Hi Jim,
What I understand from looking at the code in DataStream, ReferenceStream, and SmartRefStream is that they will usually write the object graph depth-first and also read and materialize it depth-first. For example, when it reads an object with three instance variables, it will create this object with #basicNew, then read the object of the first instance variable using #next, which may recursively read many more objects with #next depending on the depth of the tree, then eventually come back to read the object of the second instance variable, and so on. Note that the topology of the object graph is not necessarily the same as the topology of the Morph hierarchy tree. Notably they are not the same with your addition of "siblings". When ReferenceStream and SmartRefStream encounter an object that was already written, they will only write a reference. Normally such references would only point "back" but not "forward" in the stream. However the class comment of ReferenceStream says that it supports "weak references" where the object will only be included in the stream if it is put "non-weakly" into the stream from somewhere else. For example, the owner of a morph is written weakly. In this weak case, a reference might also point forward in the stream if the referenced object was not already encountered during the traversal so far. So in the absence of weak references, I think the .morph file would be read straight from start to end, and with weak references the stream position might jump around a few times. When the stream reaches the position of an object that was already read in advance due to forward references, it gets skipped. So overall no part of the file is read twice.

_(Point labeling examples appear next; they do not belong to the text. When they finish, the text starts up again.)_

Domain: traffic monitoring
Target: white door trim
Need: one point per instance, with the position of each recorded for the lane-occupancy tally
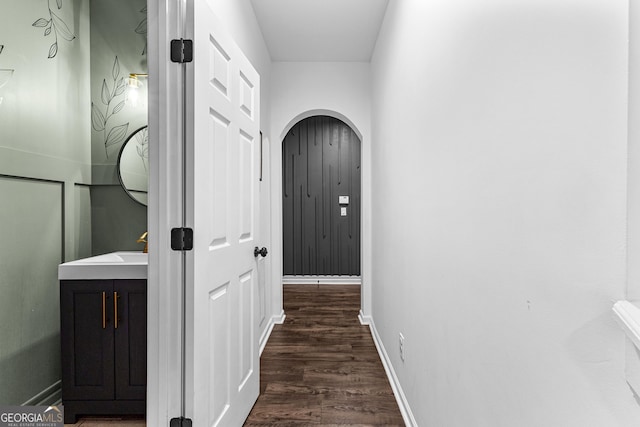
(164, 272)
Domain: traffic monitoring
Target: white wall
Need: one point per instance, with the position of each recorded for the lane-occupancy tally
(339, 89)
(500, 141)
(633, 185)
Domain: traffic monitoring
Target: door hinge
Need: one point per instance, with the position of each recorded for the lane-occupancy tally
(182, 239)
(181, 50)
(180, 422)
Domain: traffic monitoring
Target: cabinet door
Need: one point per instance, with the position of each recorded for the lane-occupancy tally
(87, 340)
(131, 339)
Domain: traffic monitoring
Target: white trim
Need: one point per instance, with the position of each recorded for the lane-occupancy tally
(403, 404)
(49, 396)
(164, 294)
(628, 317)
(322, 280)
(274, 320)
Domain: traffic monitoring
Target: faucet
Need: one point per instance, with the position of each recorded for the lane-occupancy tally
(143, 239)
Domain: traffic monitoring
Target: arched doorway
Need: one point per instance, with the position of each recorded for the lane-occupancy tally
(321, 200)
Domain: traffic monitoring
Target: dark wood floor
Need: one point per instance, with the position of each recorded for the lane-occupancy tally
(321, 367)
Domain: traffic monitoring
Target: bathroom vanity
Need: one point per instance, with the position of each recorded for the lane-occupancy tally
(103, 302)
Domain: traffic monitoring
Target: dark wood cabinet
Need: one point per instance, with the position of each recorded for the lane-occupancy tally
(104, 347)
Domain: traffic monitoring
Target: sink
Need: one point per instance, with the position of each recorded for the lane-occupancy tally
(114, 265)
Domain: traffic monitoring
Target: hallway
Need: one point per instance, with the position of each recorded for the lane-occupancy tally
(321, 366)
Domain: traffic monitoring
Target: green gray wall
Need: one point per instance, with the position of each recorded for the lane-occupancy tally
(61, 199)
(45, 171)
(118, 29)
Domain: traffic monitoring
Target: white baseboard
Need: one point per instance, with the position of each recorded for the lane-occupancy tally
(403, 404)
(274, 320)
(322, 280)
(49, 396)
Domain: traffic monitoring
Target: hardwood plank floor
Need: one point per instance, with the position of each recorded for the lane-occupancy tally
(321, 367)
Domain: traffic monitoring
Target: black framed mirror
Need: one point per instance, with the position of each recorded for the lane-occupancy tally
(133, 165)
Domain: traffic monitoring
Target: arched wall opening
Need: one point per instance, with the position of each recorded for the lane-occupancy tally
(321, 202)
(282, 121)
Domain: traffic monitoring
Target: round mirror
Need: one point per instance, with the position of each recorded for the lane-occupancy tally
(133, 165)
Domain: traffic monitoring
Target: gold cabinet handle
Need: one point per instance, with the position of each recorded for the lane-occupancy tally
(104, 310)
(115, 309)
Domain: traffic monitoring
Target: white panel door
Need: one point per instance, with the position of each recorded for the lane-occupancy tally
(222, 360)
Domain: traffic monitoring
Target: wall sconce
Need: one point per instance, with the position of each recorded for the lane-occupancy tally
(134, 85)
(5, 76)
(133, 79)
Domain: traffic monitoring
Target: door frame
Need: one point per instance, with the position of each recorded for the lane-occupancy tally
(164, 335)
(365, 209)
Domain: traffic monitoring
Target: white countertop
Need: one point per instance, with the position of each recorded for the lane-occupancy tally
(115, 265)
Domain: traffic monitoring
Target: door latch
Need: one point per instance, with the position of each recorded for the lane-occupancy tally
(257, 251)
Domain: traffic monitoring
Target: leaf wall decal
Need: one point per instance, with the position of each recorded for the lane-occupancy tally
(118, 107)
(115, 71)
(120, 88)
(40, 23)
(53, 50)
(97, 118)
(116, 135)
(61, 28)
(106, 98)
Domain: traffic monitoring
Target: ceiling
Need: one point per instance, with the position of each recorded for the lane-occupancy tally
(320, 30)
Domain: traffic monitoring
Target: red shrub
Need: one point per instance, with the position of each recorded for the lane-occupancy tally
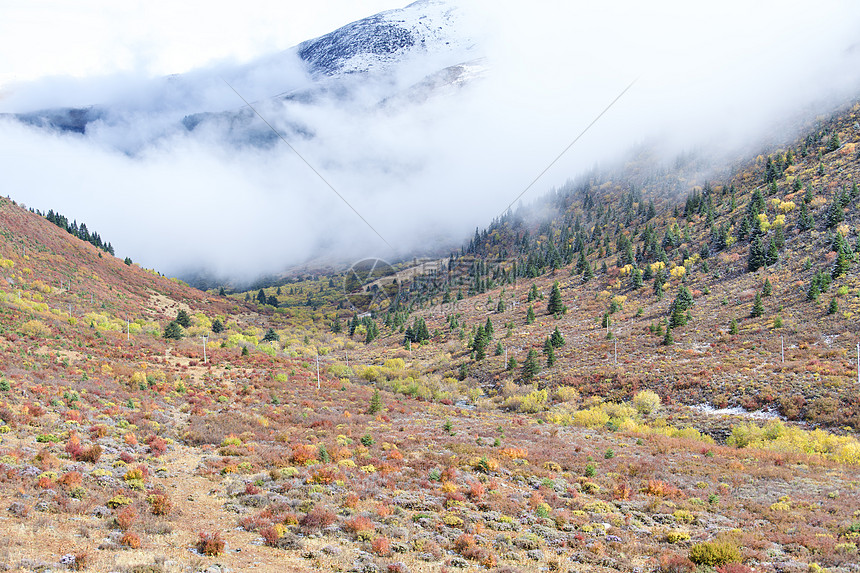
(126, 518)
(157, 446)
(358, 524)
(270, 536)
(159, 504)
(130, 540)
(381, 546)
(210, 544)
(734, 568)
(91, 454)
(303, 453)
(674, 563)
(316, 519)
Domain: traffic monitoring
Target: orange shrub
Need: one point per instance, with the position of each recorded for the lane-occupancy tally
(126, 518)
(210, 544)
(70, 479)
(357, 525)
(303, 453)
(381, 546)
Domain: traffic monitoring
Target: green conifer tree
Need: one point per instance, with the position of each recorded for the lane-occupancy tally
(530, 366)
(555, 304)
(758, 307)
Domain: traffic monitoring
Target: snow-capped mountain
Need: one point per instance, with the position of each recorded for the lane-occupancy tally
(398, 57)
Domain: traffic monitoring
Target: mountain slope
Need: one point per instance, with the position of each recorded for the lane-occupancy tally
(423, 35)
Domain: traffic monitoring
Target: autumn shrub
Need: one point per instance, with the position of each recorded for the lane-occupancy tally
(317, 518)
(381, 546)
(90, 454)
(35, 329)
(358, 526)
(303, 454)
(157, 446)
(159, 504)
(646, 401)
(210, 544)
(736, 568)
(714, 553)
(130, 540)
(81, 562)
(70, 479)
(126, 518)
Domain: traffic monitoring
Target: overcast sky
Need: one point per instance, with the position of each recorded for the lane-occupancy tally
(712, 76)
(158, 37)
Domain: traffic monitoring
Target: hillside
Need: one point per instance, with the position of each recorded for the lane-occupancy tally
(312, 439)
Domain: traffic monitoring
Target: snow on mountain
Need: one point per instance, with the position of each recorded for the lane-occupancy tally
(426, 26)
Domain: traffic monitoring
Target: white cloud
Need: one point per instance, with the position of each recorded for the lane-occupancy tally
(714, 76)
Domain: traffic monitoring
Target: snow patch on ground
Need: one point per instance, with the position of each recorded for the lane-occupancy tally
(709, 410)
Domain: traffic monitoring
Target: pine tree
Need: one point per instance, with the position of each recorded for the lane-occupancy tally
(479, 344)
(555, 304)
(772, 255)
(182, 319)
(375, 403)
(841, 265)
(804, 220)
(667, 339)
(530, 366)
(835, 215)
(757, 257)
(814, 291)
(758, 307)
(678, 317)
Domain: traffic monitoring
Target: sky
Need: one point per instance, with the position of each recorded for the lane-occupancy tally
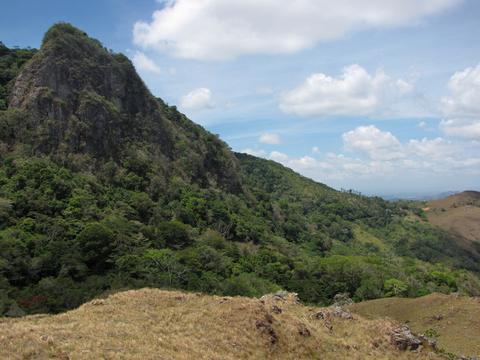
(379, 96)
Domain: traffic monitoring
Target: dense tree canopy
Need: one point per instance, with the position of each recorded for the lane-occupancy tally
(74, 225)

(Note that these weak references are different from the weak references that the garbage collector knows. Whether a reference is weak for the data streams depends on whether the object gets written with nextPut: or nextPutWeak:. For VM/GC weak references, it depends on the type of the class.)
So, assuming you have a morph tree like this: A--B--C --D--E--F --G--H where B, D, G are submorphs of A, and C, E, H are siblings by your own implementation with a siblings instance variable in a subclass of Morph, I would assume that the morphs are serialized in the file in the order A, B, C, E, F, H, D, G and the materialization order would be A, B, C, E, D, F, H, G. The difference in the orders comes from the "weak" owner references.
The order of instance variables is owner, submorphs, siblings (ignoring all the others). This determines the order of processing, with the specialty that the owner is weakly put into the stream.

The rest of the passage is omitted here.